Aynı kapitalist uyanıklık toplu sözleşme süreciyle sendikaları da işçinin aklına fesat düşürerek tartışmaya açmayı denedi. Bir sendikacının kendisine ‘8 binin üstüne çıkmayın toplu sözleşmelerde zorlanıyoruz’ dediğini ileri süren çalışma bakanının yalanı yatsıya kadar sürmüş olabilir ama toplu sözleşmelerin yerini tek adam lütfunun almasını onun da canıgönülden istediğini de gösterir.    

EYT’ye gelince iktidarı seçimde zorlayacak bir konuydu. Uzan zamandır mücadele eden emeklilikte yaşa takılanlar, bu kritik dönemi haklarını almak için değerlendirdiler ve kazandılar. İktidarın şimdi Erdoğan’ın alicenaplığı olarak göstermeye çalıştığı bu kazanım zaten onların müktesebiydi.

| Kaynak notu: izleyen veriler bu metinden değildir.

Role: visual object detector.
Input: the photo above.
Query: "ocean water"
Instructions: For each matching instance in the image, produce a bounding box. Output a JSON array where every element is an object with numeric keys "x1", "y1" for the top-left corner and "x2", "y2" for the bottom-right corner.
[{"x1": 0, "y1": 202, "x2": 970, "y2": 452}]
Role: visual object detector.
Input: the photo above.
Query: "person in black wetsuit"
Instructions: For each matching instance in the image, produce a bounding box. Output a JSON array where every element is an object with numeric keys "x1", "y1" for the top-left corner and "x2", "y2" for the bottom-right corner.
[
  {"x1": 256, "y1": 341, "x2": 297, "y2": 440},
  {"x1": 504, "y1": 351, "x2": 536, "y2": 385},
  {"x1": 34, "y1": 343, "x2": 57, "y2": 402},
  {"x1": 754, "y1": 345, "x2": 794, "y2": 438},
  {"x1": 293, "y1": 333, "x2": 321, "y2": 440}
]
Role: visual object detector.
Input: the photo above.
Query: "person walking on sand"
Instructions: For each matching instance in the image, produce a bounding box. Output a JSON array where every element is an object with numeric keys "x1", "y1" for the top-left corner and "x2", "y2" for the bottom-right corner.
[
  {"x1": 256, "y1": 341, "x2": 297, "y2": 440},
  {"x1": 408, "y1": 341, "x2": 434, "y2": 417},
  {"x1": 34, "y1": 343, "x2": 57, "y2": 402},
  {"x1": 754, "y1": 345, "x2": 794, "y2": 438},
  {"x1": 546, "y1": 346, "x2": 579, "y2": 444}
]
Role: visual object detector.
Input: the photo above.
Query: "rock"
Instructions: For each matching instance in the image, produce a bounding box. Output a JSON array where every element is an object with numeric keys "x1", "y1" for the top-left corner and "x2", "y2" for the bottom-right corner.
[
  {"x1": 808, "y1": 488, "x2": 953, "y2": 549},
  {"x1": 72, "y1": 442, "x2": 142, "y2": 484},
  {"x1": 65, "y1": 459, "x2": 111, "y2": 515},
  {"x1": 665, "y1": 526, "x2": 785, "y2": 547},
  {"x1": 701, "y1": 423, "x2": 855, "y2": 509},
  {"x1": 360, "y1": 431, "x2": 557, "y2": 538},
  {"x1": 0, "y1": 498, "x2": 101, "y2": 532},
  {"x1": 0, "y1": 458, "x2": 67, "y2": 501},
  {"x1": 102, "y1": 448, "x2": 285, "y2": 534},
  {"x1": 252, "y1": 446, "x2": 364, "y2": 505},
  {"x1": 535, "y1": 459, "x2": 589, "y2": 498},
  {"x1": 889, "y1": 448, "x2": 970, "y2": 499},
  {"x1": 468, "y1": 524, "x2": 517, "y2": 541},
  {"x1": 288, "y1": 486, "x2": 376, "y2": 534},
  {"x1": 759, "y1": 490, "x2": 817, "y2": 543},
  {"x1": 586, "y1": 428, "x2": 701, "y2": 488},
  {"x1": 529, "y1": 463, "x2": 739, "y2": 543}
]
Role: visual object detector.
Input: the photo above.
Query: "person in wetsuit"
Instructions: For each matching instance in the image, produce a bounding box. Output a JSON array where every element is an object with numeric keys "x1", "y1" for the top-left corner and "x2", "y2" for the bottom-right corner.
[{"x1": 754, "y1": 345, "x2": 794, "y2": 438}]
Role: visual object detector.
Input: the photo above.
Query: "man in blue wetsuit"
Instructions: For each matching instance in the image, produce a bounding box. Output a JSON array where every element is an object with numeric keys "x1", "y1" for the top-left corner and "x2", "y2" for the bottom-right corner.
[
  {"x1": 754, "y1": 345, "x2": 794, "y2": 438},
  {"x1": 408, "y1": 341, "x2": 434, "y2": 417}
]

2022 giderek yoksullaşarak değil, demek ki bir hak erezyonuyla da yaşandı. İBB’ye kayyum atanır mı atanmaz mı sorusunu da sorduran süreç, ‘insanca yaşam insanca çalışma koşulları’ talebinin mecbur kalınan karşılıklarının her gün keyfi, düşünceli bir tek adam ikramına dönüştürüldüğü zeminin ürünüdür. Ücretten başlamak üzere hakları muktedirin takdirine bırakılan, kazanımı lütfa çevrilen emekçinin seçme hakkının da yerle bir edilmesi böyle bir bağlamda normal hale gelir.

Oysa şimdi geriye saran insanın hakları 200 küsur yıl boyunca giderek gelişti.  Bunu da örgütlü, kesintisiz mücadeleye borçluyuz. Uzmanlar bu haklarla ilgili üç nesil sayıyorlar. Birinci nesil insan hakları insanı uyruk olmaktan çıkarıp bir yurttaş haline getirir. İkinci nesil insan hakları ise sosyal güvenlik, çalışma, adil gelir ve sendika hakkı, eğitim hakkı, kültürel yaşama katılma hakkı, sağlıklı beslenme ve konut hakkı; grev ve toplu sözleşme hakkından oluşur. Üçüncü nesil ise daha önce bireysel ve toplumsal çerçeve içinde anılan hakları daha da geliştirir; barış, çevre, halkların kendi kaderini tayin, insanlığın müşterek mal varlığından yararlanma hakkı bunlara eklenir.

1789 Fransız Devrimi’nden bu yana işçi sınıfının, diğer sınıf ve katmanların, kadınların, ulusal bağımsızlık, çevre ve barış mücadelelerinin kazanımıdır bunlar. Onlara ihsan edilmedi.

Ancak hakların kağıt üzerinde tanımlanması bunların pratik karşılığı olduğu anlamına gelmez. İşçi sınıfı ve emekçiler her birinin ihlali için tetikte ve örgütlü olmadıkça geri alınmaları kolay oldu. Bugün yaşanan da odur. Toplu sözleşmeyi, sendikaları, asgari ücreti, emeklilik hakkını ustalıklı bir biçimde tartışılır kılan kapitalist fırsatçılık her şeyi, kaybetme ihtimali olan bir seçimi bile sınıfının fırsatına çeviriyor. Çünkü sistemde baki olan hükümetler ya da iktidarlar değil sınıflardır. Hakların korunması, genişletilmesi için dayanışma ve örgütlü mücadele koşuldur.

Bitirirken; mücadeleleri başarılı, kazanımları bol, hakların gasbedilmediği bir yıl olsun 2023. Yeni yılınız kutlu olsun.